Archivio Panorama

FILM & TORTURE - COME LE STAR INGRASSANO E DIMAGRISCONO
Una dieta da Oscar
George Clooney ha preso 15 kg e ora odia le ciambelle. Christian Bale ne ha persi 28 finendo in stato depressivo. A Hollywoodregolare il peso è un'arte. Ed entrare nella parte non è soltanto un modo di dire
di Marco Giovannini
22/8/2006
URL: http://archivio.panorama.it/home/articolo/idA020001037591
Quando Salma Hayek ha accettato la parte di Camilla Lopez, l'eroina del romanzo di John Fante Chiedi alla polvere, era preparata all'idea di togliersi i vestiti, ma non a quella di riempirli meglio. Il personaggio era una focosa cameriera messicana degli anni Trenta e l'estrazione sociale, l'etnia e l'epoca congiuravano per richiedere un fisico più abbondante. Perciò Salma ha dovuto abbandonare ogni salutistica abitudine hollywoodiana per ingrassare nei punti strategici. Nella scena d'amore sulla spiaggia dice che è stato decisivo l'aiuto del partner Colin Farrell, il quale, malgrado la sua fama di ragazzaccio, si è comportato da gentleman. «Mi ha fissato sempre negli occhi e non ha mai abbassato lo sguardo» assicura lei.
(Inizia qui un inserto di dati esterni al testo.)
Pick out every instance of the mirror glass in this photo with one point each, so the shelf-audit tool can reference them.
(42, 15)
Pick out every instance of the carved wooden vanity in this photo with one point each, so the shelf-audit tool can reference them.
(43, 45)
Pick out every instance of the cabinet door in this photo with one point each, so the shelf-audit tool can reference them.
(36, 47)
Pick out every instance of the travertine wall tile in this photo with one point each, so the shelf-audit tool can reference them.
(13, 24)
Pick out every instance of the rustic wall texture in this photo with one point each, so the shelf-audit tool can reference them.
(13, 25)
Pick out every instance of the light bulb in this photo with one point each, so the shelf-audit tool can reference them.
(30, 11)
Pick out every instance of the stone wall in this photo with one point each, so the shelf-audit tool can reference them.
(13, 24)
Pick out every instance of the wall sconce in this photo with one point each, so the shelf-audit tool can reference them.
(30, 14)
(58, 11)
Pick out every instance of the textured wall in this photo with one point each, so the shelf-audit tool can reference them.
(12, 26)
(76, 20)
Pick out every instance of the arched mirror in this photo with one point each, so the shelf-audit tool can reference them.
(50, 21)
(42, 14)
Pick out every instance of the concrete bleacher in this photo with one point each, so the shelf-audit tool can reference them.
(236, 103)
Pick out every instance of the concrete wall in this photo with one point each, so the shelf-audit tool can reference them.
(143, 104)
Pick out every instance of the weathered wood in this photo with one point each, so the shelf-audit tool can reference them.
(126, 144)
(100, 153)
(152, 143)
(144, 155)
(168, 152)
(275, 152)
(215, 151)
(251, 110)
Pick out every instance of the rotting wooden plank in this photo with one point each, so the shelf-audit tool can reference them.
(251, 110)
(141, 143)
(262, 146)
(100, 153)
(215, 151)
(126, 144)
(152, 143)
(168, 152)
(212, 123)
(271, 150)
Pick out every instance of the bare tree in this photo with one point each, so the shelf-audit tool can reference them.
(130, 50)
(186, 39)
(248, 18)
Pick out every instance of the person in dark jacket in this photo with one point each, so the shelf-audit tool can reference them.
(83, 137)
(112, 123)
Chissà se la cinese Gong Li ha fatto lo stesso nei sei giorni in cui ha girato, proprio con Colin Farrell, le scene d'amore di Miami vice. Nel più classico dei contrappassi, per il suo ruolo di agente in borghese, il regista Michael Mann lo aveva infatti costretto a metter su qualche chiletto extra di ciccia. Niente al confronto di Vince Vaughn e Jared Leto, ultimi pretendenti al titolo di «cinekamikaze» del corpo. Chi legge più la cronaca rosa che le recensioni cinematografiche li conosce soprattutto per le loro fidanzate: Vaughn da un po' fa coppia fissa con Jennifer Aniston e Leto l'ha fatta a lungo con Cameron Diaz. È per questo che la loro lenta metamorfosi è stata immortalata dagli scatti dei paparazzi passo passo, come un prima e dopo la cura al contrario.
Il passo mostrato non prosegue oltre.